All this demonstrates how incomprehensible the whole ecclesiology of ancient Christianity becomes without reference to the Divine Eucharist particularly in anything to do with the notion of the Church's unity. The principal images used to depict and describe the Church in the New Testament70 are based on the relationship of the "many" with the "One," exactly as this is dictated by the Eucharistic experience of the Church. This is especially true of the descriptions of the Church as "body of Christ," "house" or "building" (oikodomι), and "bride of Christ."
The characterization of the Church as the "body of Christ," which has provoked much discussion among modern scholars71 cannot be understood apart from the Eucharistic experience of the Church,72 which was most likely the source of the use of this term.73 Neither the parallels to this term found in Rabbinic sources,74 nor Gnosticism,75 nor other ideas from the Hellenistic milieu76 could have lent this term to the primitive Church, given that its content in the New Testament is sui generis, characterized by its emphasis not on the idea of the "body," but on the accompanying genitive "of Christ." In other words, it is not first and foremost the body of Christians, but the body of Christ.77 This takes on its full meaning only within the context of the Judaeo-Christian tradition with which, as we have seen, the Divine Eucharist was connected from the beginning.

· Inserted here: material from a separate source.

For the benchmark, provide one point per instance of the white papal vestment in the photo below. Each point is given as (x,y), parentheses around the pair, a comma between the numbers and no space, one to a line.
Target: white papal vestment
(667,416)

It is within this same tradition that the other ecclesiological images, too, take on their full meaning. Thus the characterization of the Church as a "building"78 or "house"79 does not imply something inanimate, but an organism living and growing80 to "mature manhood," 81"to the measure of the stature of the fullness82 of Christ."83 This is not unrelated to the Divine Eucharist.84 In the spirit of the unity of the "many" in the One, we can also have a right understanding of the description of the Church as "bride of Christ," through which the faithful are understood as "members of Christ"85 in a manner analogous to the union of husband and wife "into one flesh."86
These ecclesiological images, of course, require special study which lies outside the scope and nature of the present work. But the point relevant to the very close connection of the Divine Eucharist with the primitive Church's consciousness of unity, is this: that all these images become meaningless outside the ontological unity of the "many" in Christ. Deeply rooted, as we have seen, in the historical foundations of Christianity, this unity found its fullest expression through the
Divine Eucharist. The ancient Church was fully aware of this when she declared, through the first theologian of her unity, "we who are many are one body, for we all partake of the one bread."